When the accused killer of the nine martyrs of Emanuel AME in Charleston, South Carolina was arraigned in court, much was made in the mainstream media about how the loved ones of the murdered forgave him. This forgiveness was seen as marvelous, simplistic, premature, Christian—it garnered attention and commentary.
This narrative of African Americans forgiving a white murderer and terrorist fits neatly—too neatly—into a larger framework that diminishes the injustices inflicted upon Black people. Somehow the misdeeds of white people magically evaporate in the face of the wonderful “spiritual” and “soulful” presence of African Americans.
This isn’t right. And I mean by this not only that this narrative, and these assumptions, are morally wrong, they are also incorrect.
In confronting him, the loved ones of the slain worshippers did indeed forgive him and in the same breath told him this was his opportunity to repent.
It is this challenge to repent that deserves to be widely disseminated and discussed.
Demonstrating the powerful, all-inclusive mercy of God is the fruit of profound faith and spiritual discipline. God’s unrelenting and universal love is a core message of the Christian life as I understand it (steeped as I am in the Universalist witness).
The community of survivors that held and holds that killer in prayer, offering him forgiveness, demonstrating for him the nature of God, bathing him in the light of divine love are not weak. They are not meek and mild.
Forgiving him does not mean exonerating him. It doesn’t mean declaring him “not guilty.” It doesn’t mean not holding him accountable.
The point of bringing that murderer the light of God is to illuminate the evil he has done.
To make him see it. To make him acknowledge it. God’s light illumines the space where evil lurks, showing it to you. Making it visible to you.
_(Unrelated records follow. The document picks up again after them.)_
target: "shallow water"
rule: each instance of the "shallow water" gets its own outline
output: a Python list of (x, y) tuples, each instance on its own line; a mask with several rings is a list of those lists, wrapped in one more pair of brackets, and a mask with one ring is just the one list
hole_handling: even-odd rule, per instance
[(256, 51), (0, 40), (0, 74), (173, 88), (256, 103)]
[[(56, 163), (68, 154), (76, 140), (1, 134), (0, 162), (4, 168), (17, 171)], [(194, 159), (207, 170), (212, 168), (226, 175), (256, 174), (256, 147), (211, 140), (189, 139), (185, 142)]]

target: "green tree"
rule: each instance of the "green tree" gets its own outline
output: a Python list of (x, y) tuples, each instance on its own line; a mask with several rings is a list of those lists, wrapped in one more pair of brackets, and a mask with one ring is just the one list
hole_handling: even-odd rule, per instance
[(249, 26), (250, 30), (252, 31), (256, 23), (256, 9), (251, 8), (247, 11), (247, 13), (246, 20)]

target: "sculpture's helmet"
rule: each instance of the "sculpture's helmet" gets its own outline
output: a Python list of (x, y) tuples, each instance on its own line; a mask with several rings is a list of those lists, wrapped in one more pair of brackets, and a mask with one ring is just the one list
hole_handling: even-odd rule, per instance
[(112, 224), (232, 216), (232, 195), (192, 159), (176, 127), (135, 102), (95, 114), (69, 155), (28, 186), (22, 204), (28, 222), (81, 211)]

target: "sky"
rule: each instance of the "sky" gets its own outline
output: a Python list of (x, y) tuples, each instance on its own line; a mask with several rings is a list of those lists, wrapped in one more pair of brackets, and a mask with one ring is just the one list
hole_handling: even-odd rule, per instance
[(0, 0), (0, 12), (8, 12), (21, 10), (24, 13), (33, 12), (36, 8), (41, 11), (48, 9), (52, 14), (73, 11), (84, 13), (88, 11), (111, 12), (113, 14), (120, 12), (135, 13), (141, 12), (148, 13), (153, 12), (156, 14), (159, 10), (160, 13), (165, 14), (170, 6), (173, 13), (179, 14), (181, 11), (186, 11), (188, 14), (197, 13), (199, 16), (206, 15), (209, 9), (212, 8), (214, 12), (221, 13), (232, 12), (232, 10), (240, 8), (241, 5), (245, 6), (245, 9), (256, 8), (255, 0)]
Being compelled to see what you have done—and to see it through the eyes of the ones who bear the consequences of what you did—is meant to awaken remorse, contrition, confession.
People have a tendency to cover up our mistakes, our missteps, our—let’s just say it—our sins through denial. We deny we have done anything wrong, or we deny that our actions were wrong, finding ways to justify or rationalize.
The unrelenting soul-force of those who would hold us accountable blow that all away. Look at what you’ve done, they say, see it here in the light. Acknowledge it.
And repent.
The humane response to being shown clearly the nature of our wrongs is to regret them, be sorry for them, to repent of them and ask forgiveness to those who we wronged.
The German theologian and martyr Dietrich Bonheoffer speaks of “cheap grace,” like being given the “get out of jail free” card easily and quickly. Cheap grace is, in his words, “the preaching of forgiveness without requiring repentance.”
I don’t think what we’re seeing here is cheap grace. The Christian witness of forgiveness manifested by the loved ones of the nine martyrs of Charleston was one that required repentance.
And some kind of repentance is required if we are to ever have racial justice.
I have so few answers on what this might look like for all of us trying to live through the continuing legacy of slavery and colonialism on this continent. Except that the evil that white people have inflicted on Black and Native peoples will not magically evaporate.
And that without repentance, without the public confession of wrongdoing and without official apology, without a thorough examination of conscience by every person who benefits in the racial system of advantage and disadvantage, there can be no reconciliation, no justice, no peace.